Designed by: Tony Boydell

In Snowdonia the players are building the train track up the side of the famous Welsh mountain – collaborating on a shared goal, but competing to be the best contributor.

The board is placed centrally and around it track and station cards are set up representing the path the railway will take. At the start of the game these cards are populated with brown cubes representing rubble – rubble that must be cleared before the track can be laid! Each player takes two workers of their own colour, and several stone (grey) ore (orange) and coal (black) cubes are made available from the stockyard on the board.

Play proceeds by players placing their workers on one of several available action spots – once all workers are placed, they are then activated by taking them off in alphabetical order. The action spots do various things to further the progress of the railway – you can gather resources from the stockyard, clear rubble from the track, convert rubble into stone and ore into steel, lay track, build (stations or trains!) collect a contract or move your surveyor along the railway. The first few actions are pretty easy to follow: gather resources to convert them into equipment in order to build the railway. The surveyor is a simple point-scoring mechanism – the further along the route your surveyor is, the more points they return at the end of the game.

The contracts can be key to success, as they – potentially – reward your actions during the game. If for instance you build a lot of track, then you want a contract that rewards that. If you’ve contributed to the building of stations, there’s a contract for that too. There are even contracts that reward you for clearing rubble!

After each round a number of resource cubes are drawn from a bag and added to the stockyard – and this may trigger events that push the game towards its conclusion: clearing extra rubble or laying more track. The game ends when the track reaches the station at the summit, and players total their scores to see who wins.

Sam says

The crunch here is not who is the 'best' builder, but who is the shrewdest - you can win the game having laid no track at all, or contributed nothing to the stations.
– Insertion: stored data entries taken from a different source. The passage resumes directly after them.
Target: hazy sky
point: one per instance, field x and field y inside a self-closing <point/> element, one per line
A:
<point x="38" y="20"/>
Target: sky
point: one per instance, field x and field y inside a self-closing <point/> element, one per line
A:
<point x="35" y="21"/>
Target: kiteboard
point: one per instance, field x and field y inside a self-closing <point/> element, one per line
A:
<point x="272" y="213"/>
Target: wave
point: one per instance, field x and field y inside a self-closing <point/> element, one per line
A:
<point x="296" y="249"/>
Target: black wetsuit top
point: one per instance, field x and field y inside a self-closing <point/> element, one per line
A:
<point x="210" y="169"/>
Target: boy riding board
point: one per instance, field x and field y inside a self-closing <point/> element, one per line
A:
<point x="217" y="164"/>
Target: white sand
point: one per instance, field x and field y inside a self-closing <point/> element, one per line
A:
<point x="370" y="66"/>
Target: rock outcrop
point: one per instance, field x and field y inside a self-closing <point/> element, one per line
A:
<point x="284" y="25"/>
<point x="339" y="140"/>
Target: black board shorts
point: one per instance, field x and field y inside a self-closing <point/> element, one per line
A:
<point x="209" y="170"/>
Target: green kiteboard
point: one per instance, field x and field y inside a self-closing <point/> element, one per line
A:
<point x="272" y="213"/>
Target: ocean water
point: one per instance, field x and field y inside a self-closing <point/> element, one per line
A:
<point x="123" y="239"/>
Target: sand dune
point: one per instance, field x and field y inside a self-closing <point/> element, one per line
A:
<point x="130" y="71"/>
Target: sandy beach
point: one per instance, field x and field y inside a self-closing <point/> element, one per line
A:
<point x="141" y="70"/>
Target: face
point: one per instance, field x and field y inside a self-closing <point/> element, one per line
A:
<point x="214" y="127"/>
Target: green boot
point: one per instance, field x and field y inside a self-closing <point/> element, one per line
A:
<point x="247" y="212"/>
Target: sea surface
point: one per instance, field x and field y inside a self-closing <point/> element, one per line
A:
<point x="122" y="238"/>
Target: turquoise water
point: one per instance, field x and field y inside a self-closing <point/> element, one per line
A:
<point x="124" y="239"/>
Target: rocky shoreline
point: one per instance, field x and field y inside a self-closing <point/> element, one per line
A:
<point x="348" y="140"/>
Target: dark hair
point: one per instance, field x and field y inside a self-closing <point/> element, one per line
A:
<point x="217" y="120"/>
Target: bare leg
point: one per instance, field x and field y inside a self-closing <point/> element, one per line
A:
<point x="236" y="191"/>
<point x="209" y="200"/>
Critical to victory - it seems to me - are the contracts, as they can bring huge points in the final count up if you complete them. It can never bump Railways of the World as my top train game, but Snowdonia is a deceptively feisty experience that I enjoy a lot.

Joe says

Snowdonia is a lovely mix of trains and worker placement. Though the track is only represented in an abstract form, the fact that it has to be cleared and built - and that process will determine the length of the game - feels very thematic and unusual. The further complication of the lousy weather obstructing progress adds an affectionate, almost comic air to proceedings, and puts me in mind of Fields of Arle - both games feel like their creators' love letter to a particular time and place.

The guru's verdict

  • Take That!

    Take That!

    You might be collaborating in theory, but in spirit there's room for some quite combative elements - it can be hard to pull off combination moves in a single round when other players may block out available actions. It's also possible to spot a contract will reward a certain player and grab it before they get a chance to!

  • Fidget Factor!

    Fidget Factor!

    Low to moderate. Turns tend to be productive - there's usually something to do, and with familiarity play can become reasonably zippy.

  • Brain Burn!

    Brain Burn!

    It's a combination of strategic play (the contracts) and reactive, tactical play on a turn by turn basis.

  • Again Again!

    Again Again!

    We haven't mentioned everything above - there's also trains to be bought (which supply extra workers!) and weather to negotiate - fine weather helps with rubble clearance and track-laying, whereas fog prevents it entirely.